A fun anecdote: I had to upgrade my home landline (I know, I know) from circuit switched to packet switched last week. I called the number I was told to call and I followed the upgrade procedure. I told them exactly what I wanted – the bare minimum necessary to move the phone circuit. No more. No less.
When the technician arrived to do the upgrade, he didn’t seem to know what was going on. Instead of giving me the replacement modem I asked for, he tried to give me their “upgraded, Cadillac model” home media gateway router. I told him that I didn’t need it. I had a perfectly good router/firewall. I had wireless in my house. I didn’t need this huge monstrosity. Yet, he persisted. No amount of explanation from me could make him understand I neither wanted or needed what he was trying to install.
Finally, I gave in. I let him finish his appointment and move on. Once he was gone, I disassembled the router and took it to the nearest cable company store. I walked in and explained exactly what I wanted and what I needed. It took the techs there less than five minutes to find my new device without the wireless or media gateway functionality. They provisioned it through their system and gave it to me. I plugged it in at home and everything worked just the way that it had before. No fuss.
The Field Isn’t Always Greener
Why is this story important? Because it should inform us at networking and systems professionals that there is no such thing as a truly greenfield deployment. Even the greenest field is just a covering for the brown dirt below. If you’re thinking to yourself, “But what about those really green installs with new sites or new organizations?” you obviously aren’t thinking about the total impact of what makes an install non-greenfield.
We tend to think of technology as the limiting factor in a deployment. How do we make the New Awesome System work with the Old Busted Stuff? How can we integrate the automated, orchestrated, programmable thingy with the old punchcard system that still requires people to manually touch things to work? When we try to decide how to make it all work together, our challenge is totally focused on the old tech.

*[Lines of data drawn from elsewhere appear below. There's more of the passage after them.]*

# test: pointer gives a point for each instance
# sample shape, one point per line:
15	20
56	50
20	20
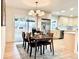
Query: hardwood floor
11	51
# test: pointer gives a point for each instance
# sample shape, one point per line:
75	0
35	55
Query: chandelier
36	12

But what if the tech isn’t the limiting factor? What if there are a whole host of other things that make this field of green a little harder to work with? What if it’s a completely new site but still requires a modem connection to process credit cards? What if the branch office computers have a mandate to run an anti-virus program and the branch bought all OS X or Linux machines? What if the completely new company wants you to setup a new office but only has $1000 budgeted for networking gear?

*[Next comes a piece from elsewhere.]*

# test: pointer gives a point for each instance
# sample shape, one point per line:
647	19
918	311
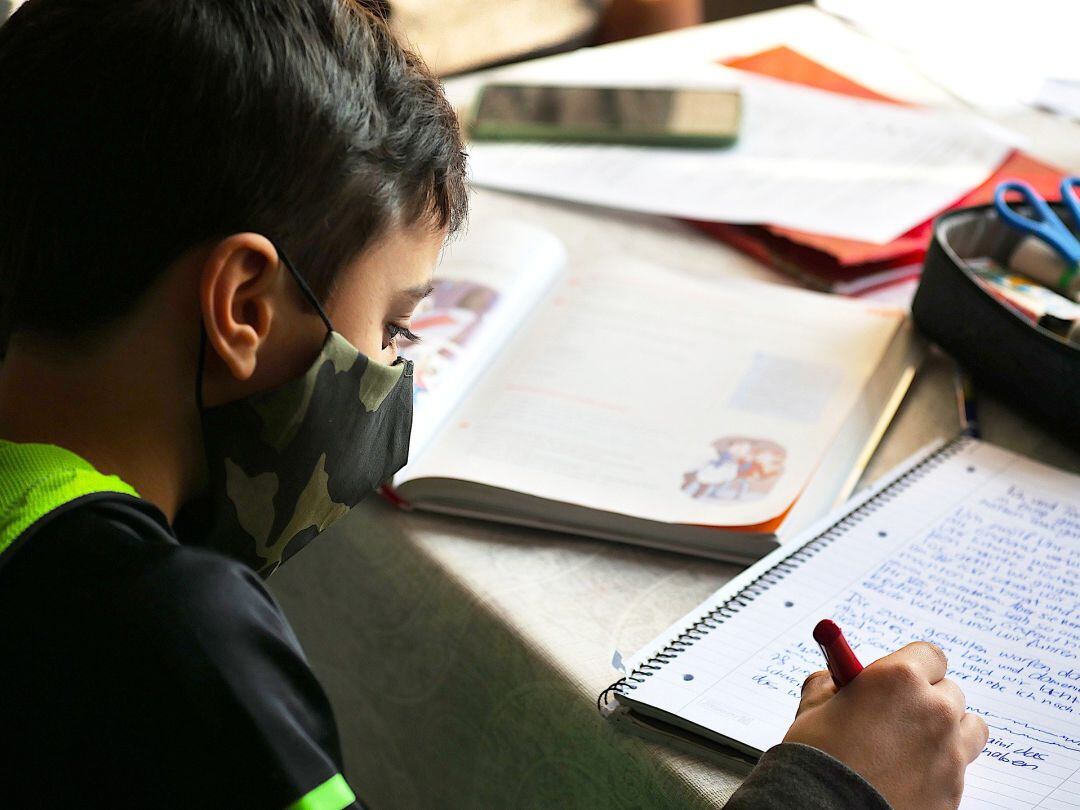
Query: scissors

What Can Brown Do For You?
The key to a proper installation at a so-called “brownfield” site is to do your homework. You have to know before you ever walk in the door what is waiting for you. You have to have someone do a site evaluation. You need to know what tech is waiting for you and how it all works together. If the organization that you are doing the installation for can’t produce that information, you either need to sell them a service to do it for them or be prepared to walk away.

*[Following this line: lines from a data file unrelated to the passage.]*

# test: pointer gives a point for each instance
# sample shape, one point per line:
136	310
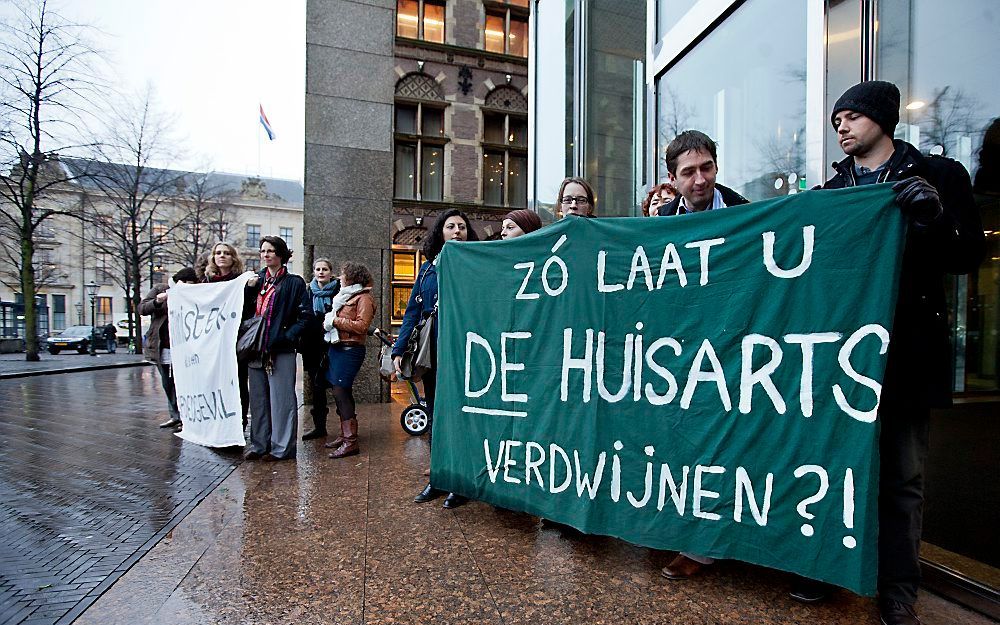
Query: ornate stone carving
419	86
507	99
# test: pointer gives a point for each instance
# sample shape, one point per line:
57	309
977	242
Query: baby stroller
414	417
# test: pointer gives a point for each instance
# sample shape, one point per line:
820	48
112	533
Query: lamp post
92	293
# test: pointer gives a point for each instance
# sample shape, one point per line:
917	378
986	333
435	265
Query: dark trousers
167	382
902	451
243	375
316	377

At the same time, you also need to account for all the other non-technical things that can crop up. You need to get buy in from management and IT for the project you’re doing. If not, you’re going to find that management and IT are going to use you as a scapegoat for every problem that has ever cropped up in the network. You’ll be a pariah before you ever flip a switch or plug in a cable. Ensuring that you have buy in at all levels is the key to ensuring that everyone is on the same page.
You also need to make sure that you’re setting proper expectations. What are people expecting from this installation? Are their assumptions about the outcome reasonable? Are you going to get stuck holding the bag when the New Awesome Thing fails to live up to the lofty goals it was sold on? Note that this isn’t always the “us vs. them” mentality of sales and engineering either. Sometimes a customer has it in their head that something is going to do a thing or act a certain way and there’s nothing you can do to dissuade the customer. You need to know what they are expecting before you ever try to install or configure a device.
Greenfield sites are the unicorn that is both mythical and alluring to us all. We want to believe that will one day not have to work under constraints and be free to set things up in a way that we want. Sadly, much like that unicorn, we all know that true greenfield sites will never truly exist. You’re always going to be working under some kind of constraint. Some kind of restriction. It’s not always technically in nature either. But proper planning and communication will prevent your brown grass deployment from becoming a quagmire of quicksand.
Excellent article, I have friends who jump from gig to gig every few years because they’re searching for the mythical Greenfield. Thank you for articulating why it will never exist.
Greenfields only happen on low-to-no budget anyway most of the time. D-link, here we come!